Saturday, September 15, 2007

Happiness, age, kids


... [P]sychological well-being moves along a U-shaped curve as we age. ... Happiness among American men and women reaches its estimated minimum at approximately ages 49 and 45 respectively. Among European men and women, life satisfaction levels are at their minimum at ages 44 at 43 respectively.

That's from this NBER commentary on the work of David G. Blanchflower and Andrew Oswald (which I haven't read). Here are some of the plausible reasons for why happiness levels pick up after reaching the minimum:

... [F]irst, ... individuals learn to adapt to their strengths and weaknesses, and in mid-life quell the unfeasible aspirations of their youth. Second, ... cheerful people live systematically longer than those who are miserable, and that the U-shape somehow traces out, in part, a selection effect. Third, ... a kind of comparison process is occurring - for example, I may have seen school-friends die and as a result eventually come to value my blessings during my remaining years.
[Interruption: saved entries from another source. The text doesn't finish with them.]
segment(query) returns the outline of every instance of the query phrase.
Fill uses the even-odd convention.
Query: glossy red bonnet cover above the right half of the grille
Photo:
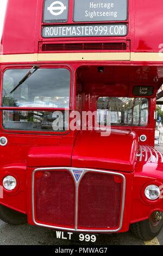
[[[111,130],[78,133],[72,154],[72,166],[133,172],[137,152],[134,132]]]

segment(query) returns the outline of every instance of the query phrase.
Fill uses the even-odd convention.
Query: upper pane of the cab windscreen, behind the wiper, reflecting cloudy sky
[[[29,69],[8,69],[3,75],[3,107],[69,108],[71,74],[68,69],[37,69],[10,93]]]

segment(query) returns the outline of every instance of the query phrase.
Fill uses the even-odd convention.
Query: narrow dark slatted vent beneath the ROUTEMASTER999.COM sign
[[[127,50],[126,42],[78,43],[78,44],[42,44],[43,52],[64,51],[120,51]]]

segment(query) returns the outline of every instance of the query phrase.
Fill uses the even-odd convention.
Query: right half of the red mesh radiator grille
[[[114,175],[86,173],[79,187],[80,228],[116,228],[120,219],[122,183]]]

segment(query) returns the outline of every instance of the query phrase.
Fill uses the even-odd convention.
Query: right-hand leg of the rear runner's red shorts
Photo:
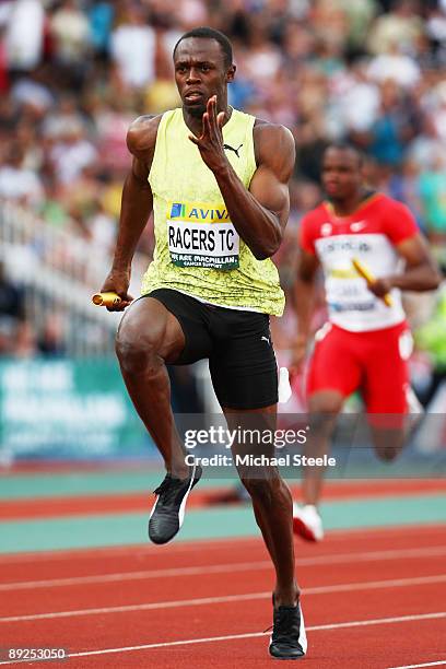
[[[363,398],[367,413],[406,413],[411,334],[407,326],[375,333],[366,359]]]

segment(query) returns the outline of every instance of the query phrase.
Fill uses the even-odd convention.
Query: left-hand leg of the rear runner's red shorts
[[[355,334],[331,324],[316,333],[307,378],[309,398],[329,390],[347,398],[360,387],[362,365],[354,345]]]

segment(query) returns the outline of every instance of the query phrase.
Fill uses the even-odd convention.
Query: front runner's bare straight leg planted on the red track
[[[223,407],[230,429],[274,431],[277,407],[242,411]],[[233,455],[263,453],[273,455],[273,447],[244,444],[233,446]],[[294,576],[294,544],[292,526],[292,497],[275,467],[239,468],[240,479],[253,500],[253,508],[267,549],[275,568],[274,603],[294,606],[300,590]]]

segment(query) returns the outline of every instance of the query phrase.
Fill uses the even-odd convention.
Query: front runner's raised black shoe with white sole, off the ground
[[[153,491],[156,500],[149,519],[149,538],[153,543],[167,543],[178,532],[185,519],[187,497],[201,474],[202,469],[197,465],[188,479],[175,479],[167,473]]]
What about this finding (articulated in a Daniel Gilbert column)?

Studies reveal that most married couples start out happy and then become progressively less satisfied over the course of their lives, becoming especially disconsolate when their children are in diapers and in adolescence, and returning to their initial levels of happiness only after their children have had the decency to grow up and go away. When the popular press invented a malady called "empty-nest syndrome," it failed to mention that its primary symptom is a marked increase in smiling.